# World Cup 2022 Prediction

## Introduction

With the World Cup ongoing at the time of writing this, it will be very interesting to predict the winners. In this notebook, we used past international game results to learn, cross validate, and test a linear regression model that will predict the expected goals for each match. This dataset can be found in Past_International_Matches.csv, which we derived from Kaggle ([FIFA World Cup 2022 ⚽️🏆](https://www.kaggle.com/datasets/brenda89/fifa-world-cup-2022)).

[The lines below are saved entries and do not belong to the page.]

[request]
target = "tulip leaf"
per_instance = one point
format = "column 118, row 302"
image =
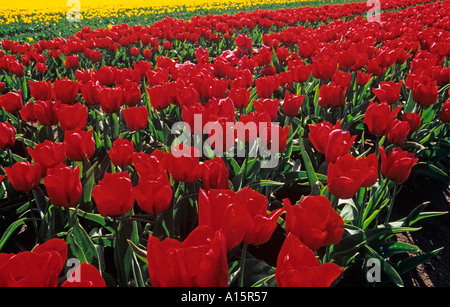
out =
column 10, row 230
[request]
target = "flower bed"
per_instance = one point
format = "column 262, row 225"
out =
column 257, row 149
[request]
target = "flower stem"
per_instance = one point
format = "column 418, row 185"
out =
column 241, row 277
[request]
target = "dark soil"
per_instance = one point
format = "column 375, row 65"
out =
column 434, row 232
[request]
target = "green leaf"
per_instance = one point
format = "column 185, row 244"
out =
column 10, row 230
column 387, row 268
column 404, row 266
column 388, row 249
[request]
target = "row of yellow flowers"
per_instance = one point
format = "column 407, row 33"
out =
column 50, row 11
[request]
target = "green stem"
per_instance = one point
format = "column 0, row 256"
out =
column 241, row 277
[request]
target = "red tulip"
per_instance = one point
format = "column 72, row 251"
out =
column 183, row 163
column 153, row 192
column 319, row 133
column 72, row 117
column 331, row 96
column 72, row 62
column 397, row 164
column 45, row 112
column 323, row 68
column 199, row 261
column 379, row 117
column 132, row 93
column 149, row 164
column 345, row 177
column 362, row 78
column 425, row 93
column 65, row 90
column 297, row 266
column 300, row 72
column 413, row 119
column 79, row 144
column 445, row 112
column 24, row 176
column 314, row 221
column 48, row 154
column 113, row 194
column 240, row 97
column 338, row 144
column 136, row 118
column 260, row 226
column 218, row 209
column 7, row 135
column 90, row 92
column 292, row 104
column 27, row 112
column 215, row 174
column 159, row 96
column 63, row 185
column 399, row 132
column 11, row 102
column 271, row 106
column 121, row 152
column 41, row 90
column 111, row 99
column 389, row 91
column 369, row 167
column 40, row 267
column 85, row 275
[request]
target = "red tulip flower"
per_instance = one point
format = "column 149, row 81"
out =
column 292, row 104
column 397, row 164
column 331, row 96
column 425, row 93
column 399, row 132
column 41, row 90
column 72, row 117
column 7, row 135
column 24, row 176
column 11, row 102
column 121, row 152
column 45, row 112
column 215, row 174
column 63, row 185
column 111, row 99
column 297, row 266
column 240, row 97
column 113, row 194
column 159, row 96
column 338, row 144
column 85, row 275
column 346, row 176
column 319, row 133
column 48, row 154
column 314, row 221
column 153, row 193
column 369, row 167
column 389, row 91
column 413, row 119
column 136, row 118
column 199, row 261
column 445, row 112
column 323, row 68
column 65, row 90
column 260, row 226
column 183, row 163
column 40, row 267
column 379, row 117
column 79, row 144
column 218, row 209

We then used this model then simulate the whole competion. This means predicting each game in the group stage to find out who will qualify for the knock out stages, and then use the predefined tournament bracket for this World Cup. We will iterate many simulations to find the chance of each team winning this World Cup.

## Import and Set Up

In this section we will import the necessary libraries, read the dataset, and store it in matrices.

In [50]:
from mpl_toolkits import mplot3d
import matplotlib.pyplot as plt

In [51]:
import numpy as np
import pandas as pd
import  math
from scipy import optimize
from itertools import combinations
import tensorflow as tf
from tensorflow import keras
from tensorflow.keras import layers

import sklearn
from sklearn import linear_model
from sklearn import ensemble
from sklearn.model_selection import train_test_split
from sklearn.metrics import confusion_matrix, roc_curve, roc_auc_score
from sklearn.pipeline import Pipeline
from sklearn.preprocessing import PolynomialFeatures
from sklearn.neural_network import MLPClassifier
from sklearn.linear_model import LogisticRegression
from sklearn.svm import SVC, LinearSVC
from sklearn.ensemble import RandomForestClassifier
from sklearn.neighbors import KNeighborsClassifier
from sklearn.naive_bayes import GaussianNB
from sklearn.linear_model import Perceptron
from sklearn.linear_model import SGDClassifier
from sklearn.tree import DecisionTreeClassifier
from sklearn.linear_model import LinearRegression
from sklearn.neural_network import MLPClassifier


In [52]:
groups = pd.read_csv('groupstage.csv')
data = pd.read_csv('Past_International_Matches_Points.csv')


In [53]:
data['tvalue_difference'] = data['tvalue_home'] - data['tvalue_away']
data['result'] = (data['home_team_result'] == 'Win') * 3 + (data['home_team_result'] == 'Draw') * 2 + (data['home_team_result'] == 'Lose') * 1

data['neutral'] = (data['neutral_location'] == 'TRUE') * 1

## Training 

In [54]:
X = data.loc[:, ['mean_coeff', 'home_team_fifa_rank', 'away_team_fifa_rank', 'importance', 'neutral']]
y = data.loc[:,['result']]

In [55]:
def learn(X, y):
    x_train, x_test, y_train, y_test = train_test_split(
        X, y, test_size=0.3, train_size = 0.7, shuffle = True)

    mlp = MLPClassifier()
    mlp.fit(x_train, y_train.values.ravel())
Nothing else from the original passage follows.